When you discover you’re pregnant, after the initial shock or elation, the next step is to decide how you want to care for baby, and yourself, while you prepare to welcome baby into the world.
Just how do you want to welcome baby? What sort of prenatal experience do you desire? What is available in your area? Are you in a position to consider a VBAC (vaginal birth after cesarean)? Are you high risk for some reason? In general terms, there are several options.
Standard, traditional, Western medical care for pregnancy and birth typically involves an obstetrician, his/her team of nurses, the hospital out of which he/she delivers, and their shifts of LDR (labor and delivery) nurses. If you are there in labor, more than 12 hours, you will encounter the typical change shift, and meet new nurses. No matter where you are in your progress. The nurses see you through, communicate to the doctor for you, and when it’s time to pop that baby out, the doctor arrives for the catch. Generally speaking. You also have a wide array of pain medication options, and are in the hospital setting, should an emergency arise. This is very comforting for some.
One variation on this involves something I did, after our first child was a last minute cesarean. I chose a CNM (certified nurse midwife) that saw me though out my pregnancy, and was my sole care provider and advocate in the hospital I chose. At the time, this is where I felt most comfortable, in light of the previous surgical outcome. Turns out, she had to contact the doctor that shared her practice, and we had a second cesarean.

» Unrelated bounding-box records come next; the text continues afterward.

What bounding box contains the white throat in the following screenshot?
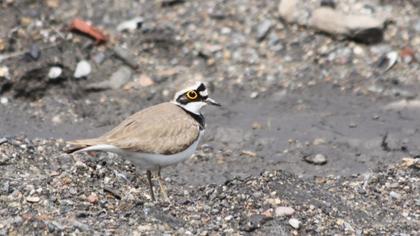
[172,101,207,115]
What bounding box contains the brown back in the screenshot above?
[69,102,200,155]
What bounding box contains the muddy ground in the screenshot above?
[0,0,420,235]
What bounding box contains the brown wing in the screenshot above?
[67,103,200,154]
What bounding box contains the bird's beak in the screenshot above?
[206,98,222,107]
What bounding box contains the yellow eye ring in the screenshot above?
[186,90,198,100]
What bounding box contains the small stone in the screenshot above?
[48,66,63,79]
[0,66,10,80]
[93,52,106,65]
[414,20,420,32]
[139,74,155,87]
[313,138,327,146]
[353,46,365,56]
[303,153,328,165]
[45,0,60,8]
[349,122,357,128]
[117,17,143,32]
[87,193,99,204]
[0,97,9,105]
[274,207,295,217]
[51,115,63,125]
[321,0,335,9]
[0,138,7,145]
[389,191,401,199]
[28,44,41,60]
[26,196,41,203]
[400,47,416,64]
[113,46,139,69]
[257,20,273,41]
[289,218,300,229]
[225,215,233,222]
[86,66,133,90]
[0,38,6,51]
[73,60,92,79]
[239,150,257,157]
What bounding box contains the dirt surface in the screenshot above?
[0,0,420,235]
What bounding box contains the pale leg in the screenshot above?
[158,167,169,201]
[146,170,155,201]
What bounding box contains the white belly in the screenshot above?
[78,131,204,170]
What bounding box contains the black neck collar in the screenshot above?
[179,106,206,130]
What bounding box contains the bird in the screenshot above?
[65,82,221,201]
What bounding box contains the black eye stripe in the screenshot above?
[197,84,206,92]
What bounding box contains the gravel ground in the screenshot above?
[0,0,420,235]
[0,138,420,235]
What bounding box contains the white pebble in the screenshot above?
[26,196,41,203]
[274,207,295,217]
[117,17,143,32]
[48,66,63,79]
[73,60,92,79]
[0,97,9,105]
[0,66,10,80]
[289,218,300,229]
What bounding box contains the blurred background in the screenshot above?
[0,0,420,235]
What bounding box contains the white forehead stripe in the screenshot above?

In that moment, I was glad to be right down the hall from the OR, as I was completely exhausted, and in excruciating pain. But this route is one that can be good for women, who want a midwife, and the option of a doctor she’s already met, if necessary.
Another consideration is a birth center. A place I still drool over. This would have been my choice, had I known in the beginning what I know now. A team of highly qualified CNMs run the center, the prenatal care, the deliveries, and typically create a setting that is very close to feeling like home. On average, a woman will stay in close contact with her midwife when labor begins, and stay at home till she feels she’d like to come in to the center. At that point, the midwives do everything possible to empower the laboring woman to do this as her body was designed to do. Low lighting? OK. A birthing tub? Check. Soft music? Loud music? Whatever you want. Birthing balls, age old, tried and true birthing positions. And a level of medical equipment to be on the ready, just in case. Often, these centers are close to hospitals, for the unexpected emergency. And these midwives generally will come to your home, to assist, should you want to birth there. Show you the resources to gather what you want for birth, like a home birthing tub. And continue to come daily, as much as you need, to help with lactation, early questions, follow up health care, and the health and development of your baby, the first few weeks.
Some women will not have pregnancies that reasonably allow for a birth center or home birth. But some women find, that a doctor may have determined a pregnancy not fit for this, and a midwife will have a different opinion. These are decisions you will have to research and make on your own. But do just that. Read. Investigate. Prod. Ask questions. Take charge of your pregnancy and delivery as much as you are able. Know there are options.
And if you happen to have family that don’t get the whole “midwife” thing, like mine did not, at first (we must have been trying to save money, they thought!)know these statistics:
A 1991 study examined single vaginal deliveries between 35 and 43 week. With controlled socio-demographic and medical risk factors, these results were discovered:
1. Neonatal mortality was 33% lower for births attended by CNMs.
2. Low birth weights were 31% lower for CNM attended births.
3. On average, the birth weights were 37 grams higher for CNM attended births, and
4. Infant mortality rates were 19% lower for CNM attended births.
In addition, when differences were examined among obstetricians, family practitioners and CNMs caring for low-risk women, these were the results:
1. An 8.8% cesarean section rate for nurse-midwives.
2. A 13.6% cesarean section rate for obstetricians.
3. A 15.1% cesarean section rate for family physicians, and
4. 12.2% fewer resources were used by nurse midwives, as compared to group of physicians.
You may need or desire an OB, and a hospital delivery. You may want a cesarean no matter. It is your choice. But if you would like to know all the options, get busy getting informed. I can only say from personal experience that my time with Judith and Colleen, 2 midwives that cared for me and my last 2 babies, and assisted in their births, was lightyears beyond my experience with the 5 doctors I saw for our first baby. I left the first practice, unsatisfied with the level of compassion, and rotated among the second practice’s 4, without the idea that it could be even better.
For me, the mere memory of Judith hugging me tight during the eventually administered epidural brings a smile, and sometimes, sweet tears. And Colleen’s quiet directions to my husband, when he just wasn’t quite sure how to help me, makes me want to do it all over again. She gave him the confidence to support me. After his feeling so helpless during our first birth, I’ll never forget that. There surely are OBs out there with this level of personal care; I just didn’t meet them. My midwives were there with help and suggestions before we even knew what we needed. And they’ve inspired me to go back to school and become one myself, some day.
Whatever you choose, just do so informed. Blessings on the journey.